Review of Requiem by Daniel Ståhl

The only other collection of Sonnets I’ve read is Shakespeare’s.

One would think that any other would pale by comparison. But this is one impressive collection. A stand-out among all the poetry I’ve read. Flipping quickly through the book, you will see that the hands of a clock on the pages turn with each leaf, and with this accompanying image of time, you set out on journey into an uncommonly compelling world. In a way, I was reminded of Clark Ashton Smith’s fantastic, imagistic poetry.

Thrilling, rich, and properly metered lyric sonnets, dense with imagery and sonic resonance. Here is a brief quote:

“In dreams we miss a paradise thought lost
To wake and carry out its holocaust– “

The pithy phrases and philosophic metaphors and motifs recur with startling regularity. There is a lot to be gained from reading this work. It is composed of carefully wrought poems, interwoven with addictive, dreamlike rhythms. The style is not tiresome or boring, even after 211 examples of the same structure. The blended mythologies and intimate portraits are both memorable and surreal.

For lovers of splendid writing, hidden morals, and interplays of grand themes, give this singular work a try.

Review of Hemming Flames by Patricia Colleen Murphy

A devastating collection of poems dealing with tough topics in a way that leaves a memorable impression, written by a contemporary poet unafraid to openly discuss humanity’s deepest fears.

You would be hard-pressed to find a better debut collection published in recent years. The last lines of the book deliver on what the rest of the collection promises – that there is symbolic relationship between the images and interconnected stories – beyond lyrical intensity – clasped within the slim volume’s covers. As re-readable as her second production: Bully Love. Tame is not a word to describe her work, but even the faint of heart will be able to perceive the deep thought and care that went into these poems.

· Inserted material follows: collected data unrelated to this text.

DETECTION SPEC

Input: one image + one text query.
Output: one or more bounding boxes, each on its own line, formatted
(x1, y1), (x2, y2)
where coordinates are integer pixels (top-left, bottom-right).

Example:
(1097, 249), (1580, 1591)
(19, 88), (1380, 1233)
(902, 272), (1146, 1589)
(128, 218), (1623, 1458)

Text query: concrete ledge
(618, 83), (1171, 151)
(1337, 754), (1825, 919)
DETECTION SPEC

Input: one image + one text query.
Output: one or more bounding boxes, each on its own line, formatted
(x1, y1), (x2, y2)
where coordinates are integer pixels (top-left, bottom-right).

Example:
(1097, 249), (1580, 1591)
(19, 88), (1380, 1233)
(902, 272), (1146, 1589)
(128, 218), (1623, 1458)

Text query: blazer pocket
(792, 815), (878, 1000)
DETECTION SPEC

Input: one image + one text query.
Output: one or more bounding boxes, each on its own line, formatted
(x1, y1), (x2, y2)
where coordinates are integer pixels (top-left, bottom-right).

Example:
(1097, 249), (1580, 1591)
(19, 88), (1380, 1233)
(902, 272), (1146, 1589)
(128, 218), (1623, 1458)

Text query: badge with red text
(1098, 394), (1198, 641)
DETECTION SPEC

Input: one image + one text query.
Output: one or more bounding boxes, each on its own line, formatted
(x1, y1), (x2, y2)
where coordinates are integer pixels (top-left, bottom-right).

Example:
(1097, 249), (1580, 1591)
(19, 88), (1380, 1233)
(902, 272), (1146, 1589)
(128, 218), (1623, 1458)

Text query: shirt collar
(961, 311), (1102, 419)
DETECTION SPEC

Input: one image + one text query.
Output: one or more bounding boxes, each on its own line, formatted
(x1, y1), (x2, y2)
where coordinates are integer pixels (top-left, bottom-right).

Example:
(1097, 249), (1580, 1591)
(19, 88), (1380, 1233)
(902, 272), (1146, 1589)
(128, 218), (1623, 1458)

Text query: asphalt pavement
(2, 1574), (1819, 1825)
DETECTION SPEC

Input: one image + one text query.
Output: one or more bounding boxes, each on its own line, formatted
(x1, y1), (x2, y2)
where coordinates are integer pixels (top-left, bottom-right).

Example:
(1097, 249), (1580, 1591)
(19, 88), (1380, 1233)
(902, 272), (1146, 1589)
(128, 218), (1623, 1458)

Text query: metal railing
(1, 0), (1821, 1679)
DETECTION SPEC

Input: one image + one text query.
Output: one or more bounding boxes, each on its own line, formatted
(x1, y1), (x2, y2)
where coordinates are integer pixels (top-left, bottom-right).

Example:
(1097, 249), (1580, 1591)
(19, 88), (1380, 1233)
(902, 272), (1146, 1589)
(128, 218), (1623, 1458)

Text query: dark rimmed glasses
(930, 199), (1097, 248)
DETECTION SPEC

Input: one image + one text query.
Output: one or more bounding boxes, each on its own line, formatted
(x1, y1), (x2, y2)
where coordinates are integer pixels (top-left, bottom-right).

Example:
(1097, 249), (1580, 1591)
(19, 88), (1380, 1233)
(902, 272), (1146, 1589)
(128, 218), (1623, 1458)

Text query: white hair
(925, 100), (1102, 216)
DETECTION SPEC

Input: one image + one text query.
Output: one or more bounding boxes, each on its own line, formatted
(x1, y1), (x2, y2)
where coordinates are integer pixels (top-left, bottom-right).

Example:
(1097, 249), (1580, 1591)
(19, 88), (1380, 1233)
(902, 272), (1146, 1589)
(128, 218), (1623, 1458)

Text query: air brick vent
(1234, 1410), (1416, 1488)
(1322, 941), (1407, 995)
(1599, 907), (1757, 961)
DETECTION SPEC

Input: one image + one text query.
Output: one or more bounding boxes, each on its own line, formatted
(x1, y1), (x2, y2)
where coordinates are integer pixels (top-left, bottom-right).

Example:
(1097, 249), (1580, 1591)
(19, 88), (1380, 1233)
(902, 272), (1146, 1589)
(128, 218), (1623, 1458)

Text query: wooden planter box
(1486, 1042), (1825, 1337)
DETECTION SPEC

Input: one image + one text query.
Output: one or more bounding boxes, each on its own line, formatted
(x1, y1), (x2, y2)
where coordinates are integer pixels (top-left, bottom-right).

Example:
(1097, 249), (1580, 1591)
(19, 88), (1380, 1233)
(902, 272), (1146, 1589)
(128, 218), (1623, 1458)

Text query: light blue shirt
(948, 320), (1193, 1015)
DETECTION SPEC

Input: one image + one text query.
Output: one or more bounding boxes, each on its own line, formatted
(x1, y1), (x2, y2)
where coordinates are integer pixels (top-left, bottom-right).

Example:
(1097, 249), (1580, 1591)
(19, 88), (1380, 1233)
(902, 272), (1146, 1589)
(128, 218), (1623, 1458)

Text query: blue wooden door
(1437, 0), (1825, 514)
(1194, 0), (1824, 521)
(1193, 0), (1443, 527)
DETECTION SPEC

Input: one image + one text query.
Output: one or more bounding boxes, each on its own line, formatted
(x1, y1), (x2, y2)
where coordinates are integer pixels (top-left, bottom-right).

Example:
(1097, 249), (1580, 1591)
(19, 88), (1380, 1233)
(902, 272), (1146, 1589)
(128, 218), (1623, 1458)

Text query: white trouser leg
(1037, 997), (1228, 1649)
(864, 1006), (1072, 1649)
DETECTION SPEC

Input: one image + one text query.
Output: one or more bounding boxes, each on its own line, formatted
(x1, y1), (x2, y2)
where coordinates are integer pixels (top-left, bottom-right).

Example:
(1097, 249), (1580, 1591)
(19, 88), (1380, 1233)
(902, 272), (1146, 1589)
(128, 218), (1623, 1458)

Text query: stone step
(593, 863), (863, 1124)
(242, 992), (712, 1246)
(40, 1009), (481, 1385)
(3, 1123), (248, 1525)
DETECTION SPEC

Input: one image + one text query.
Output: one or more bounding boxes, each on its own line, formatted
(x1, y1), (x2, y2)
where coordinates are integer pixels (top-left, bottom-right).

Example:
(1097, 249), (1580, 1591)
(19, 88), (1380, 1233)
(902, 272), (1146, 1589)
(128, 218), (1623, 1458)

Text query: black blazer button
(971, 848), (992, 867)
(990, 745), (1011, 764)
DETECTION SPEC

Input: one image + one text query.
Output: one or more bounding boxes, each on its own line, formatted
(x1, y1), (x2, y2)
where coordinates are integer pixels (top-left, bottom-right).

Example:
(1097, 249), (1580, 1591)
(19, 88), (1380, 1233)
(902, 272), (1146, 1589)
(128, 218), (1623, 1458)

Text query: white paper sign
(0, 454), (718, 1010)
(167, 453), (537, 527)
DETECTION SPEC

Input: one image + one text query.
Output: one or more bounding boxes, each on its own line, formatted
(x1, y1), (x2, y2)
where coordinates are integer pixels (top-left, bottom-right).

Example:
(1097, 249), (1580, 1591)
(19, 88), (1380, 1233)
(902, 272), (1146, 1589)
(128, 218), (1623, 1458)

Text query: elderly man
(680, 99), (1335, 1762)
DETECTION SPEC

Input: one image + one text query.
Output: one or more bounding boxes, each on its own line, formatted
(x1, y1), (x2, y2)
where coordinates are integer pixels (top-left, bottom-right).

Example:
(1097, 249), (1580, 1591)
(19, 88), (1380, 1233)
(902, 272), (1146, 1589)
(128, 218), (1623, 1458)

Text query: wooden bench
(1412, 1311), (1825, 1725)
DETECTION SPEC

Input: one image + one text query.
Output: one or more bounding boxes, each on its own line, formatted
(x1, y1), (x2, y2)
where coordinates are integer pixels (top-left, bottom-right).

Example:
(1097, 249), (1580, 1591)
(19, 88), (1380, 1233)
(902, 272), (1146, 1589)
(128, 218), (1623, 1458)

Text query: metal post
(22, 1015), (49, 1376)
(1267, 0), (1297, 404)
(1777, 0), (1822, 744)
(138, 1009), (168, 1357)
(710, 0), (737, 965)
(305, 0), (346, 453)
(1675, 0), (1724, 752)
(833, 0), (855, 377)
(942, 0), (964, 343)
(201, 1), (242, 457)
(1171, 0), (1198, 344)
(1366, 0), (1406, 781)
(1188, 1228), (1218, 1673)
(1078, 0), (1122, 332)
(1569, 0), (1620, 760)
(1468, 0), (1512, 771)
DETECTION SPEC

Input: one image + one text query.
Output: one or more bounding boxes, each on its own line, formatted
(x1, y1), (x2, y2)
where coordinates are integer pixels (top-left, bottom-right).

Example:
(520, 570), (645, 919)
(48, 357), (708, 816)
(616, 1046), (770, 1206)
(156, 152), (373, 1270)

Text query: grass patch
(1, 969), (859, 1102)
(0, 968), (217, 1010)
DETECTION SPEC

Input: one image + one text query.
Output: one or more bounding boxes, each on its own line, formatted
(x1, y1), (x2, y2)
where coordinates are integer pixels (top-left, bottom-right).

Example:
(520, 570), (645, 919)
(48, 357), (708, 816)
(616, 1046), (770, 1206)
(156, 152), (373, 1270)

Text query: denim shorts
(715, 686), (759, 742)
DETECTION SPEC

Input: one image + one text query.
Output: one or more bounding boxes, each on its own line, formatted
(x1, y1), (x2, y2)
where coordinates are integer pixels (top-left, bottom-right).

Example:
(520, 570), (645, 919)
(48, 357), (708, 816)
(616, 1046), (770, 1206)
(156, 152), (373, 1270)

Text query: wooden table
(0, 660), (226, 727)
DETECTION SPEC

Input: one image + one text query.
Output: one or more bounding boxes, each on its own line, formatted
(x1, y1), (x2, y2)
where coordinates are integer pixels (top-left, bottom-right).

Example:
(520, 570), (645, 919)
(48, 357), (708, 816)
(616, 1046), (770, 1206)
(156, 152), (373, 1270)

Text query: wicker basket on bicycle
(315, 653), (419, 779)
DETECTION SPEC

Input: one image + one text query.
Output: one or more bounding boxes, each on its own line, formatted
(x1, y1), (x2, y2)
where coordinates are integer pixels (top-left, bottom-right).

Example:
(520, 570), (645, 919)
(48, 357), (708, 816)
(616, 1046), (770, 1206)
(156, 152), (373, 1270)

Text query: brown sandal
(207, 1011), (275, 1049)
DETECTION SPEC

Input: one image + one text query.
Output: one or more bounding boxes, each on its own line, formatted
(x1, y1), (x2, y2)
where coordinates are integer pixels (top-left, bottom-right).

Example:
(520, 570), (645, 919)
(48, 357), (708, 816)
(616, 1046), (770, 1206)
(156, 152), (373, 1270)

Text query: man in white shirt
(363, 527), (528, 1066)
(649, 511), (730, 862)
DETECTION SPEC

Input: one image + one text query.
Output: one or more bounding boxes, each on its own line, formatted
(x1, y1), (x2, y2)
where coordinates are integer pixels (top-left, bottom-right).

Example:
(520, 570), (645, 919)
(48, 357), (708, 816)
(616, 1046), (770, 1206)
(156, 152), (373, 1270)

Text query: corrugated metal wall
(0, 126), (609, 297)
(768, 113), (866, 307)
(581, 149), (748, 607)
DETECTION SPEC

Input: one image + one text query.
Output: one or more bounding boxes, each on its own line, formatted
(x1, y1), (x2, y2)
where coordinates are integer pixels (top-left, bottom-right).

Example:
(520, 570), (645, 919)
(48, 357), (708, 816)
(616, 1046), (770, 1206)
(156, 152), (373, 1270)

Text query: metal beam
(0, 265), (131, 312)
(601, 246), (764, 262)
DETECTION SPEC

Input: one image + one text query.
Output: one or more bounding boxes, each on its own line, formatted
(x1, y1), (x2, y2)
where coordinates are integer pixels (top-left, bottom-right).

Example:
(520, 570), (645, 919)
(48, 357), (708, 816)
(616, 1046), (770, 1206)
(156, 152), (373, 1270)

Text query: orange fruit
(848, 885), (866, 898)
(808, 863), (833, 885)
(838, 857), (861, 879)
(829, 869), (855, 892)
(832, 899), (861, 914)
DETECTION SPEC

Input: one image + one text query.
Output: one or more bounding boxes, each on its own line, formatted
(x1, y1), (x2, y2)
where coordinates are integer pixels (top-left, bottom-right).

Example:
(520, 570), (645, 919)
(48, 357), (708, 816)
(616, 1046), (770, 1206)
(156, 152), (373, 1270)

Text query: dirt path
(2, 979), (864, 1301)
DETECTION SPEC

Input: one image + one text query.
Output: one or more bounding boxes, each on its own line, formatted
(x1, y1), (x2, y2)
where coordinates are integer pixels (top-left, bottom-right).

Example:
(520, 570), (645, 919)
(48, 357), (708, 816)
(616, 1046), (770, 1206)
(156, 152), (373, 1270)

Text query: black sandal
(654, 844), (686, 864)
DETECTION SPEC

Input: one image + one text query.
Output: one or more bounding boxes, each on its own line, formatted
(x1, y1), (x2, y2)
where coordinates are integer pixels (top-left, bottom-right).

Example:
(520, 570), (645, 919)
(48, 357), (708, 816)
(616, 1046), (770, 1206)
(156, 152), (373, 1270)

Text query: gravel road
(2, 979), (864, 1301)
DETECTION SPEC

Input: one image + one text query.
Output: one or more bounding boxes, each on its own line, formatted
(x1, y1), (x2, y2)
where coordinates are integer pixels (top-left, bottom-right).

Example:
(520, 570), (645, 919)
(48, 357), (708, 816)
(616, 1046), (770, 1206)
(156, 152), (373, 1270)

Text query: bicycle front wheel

Review of The Unabridged Edgar Allan Poe by Edgar Allan Poe

ISBN 0894712330 (ISBN13: 9780894712333)

When choosing which single volume of Poe’s to keep in my collection I settled on this one. 

I decided against the Library of America edition of the tales due to conspicuous absences in the Table of Contents. This one has all of my favorite poems, stories and a few essays. I supplemented this with the LOA edition of his Reviews and the Delphi Complete Works ebook edition, chiefly for the letters. You would be hard-pressed to find a more delightful volume of Poe than this one, even if it is missing a few gems (like Eureka). It has pretty much all of my favorites.
He was the kind of author I will reread for life. I rarely grow tired of his semi-Gothic prose and lyrical poetry. Ever since reading Tell-Tale Heart, Pit and the Pendulum, Cask of Amontillado in middle school, I’ve cherished this large tome for the wealth of memories attached to it. I remember reading Pym and being amazed (in high school) and rereading The Raven a hundred times in an abortive attempt to memorize it. Most charming of all, perhaps, are the illustrations in this omnibus. If only LOA would take their work more seriously, stop leaving out key works from their authors and invest in illustrated pages. These editions from this publisher may be getting hard to find, but I also picked up their first volume of Twain as well.
If you are debating about reading Poe, do yourself the favor of reading his Complete Tales, in any form – even ebook – and if you can afford it, stick this one on your shelf.

1st Quarterly Review 2019

2 Short Stories and 1 Poem were chosen for the 1st Quarterly Review 2019 in Bewildering Stories!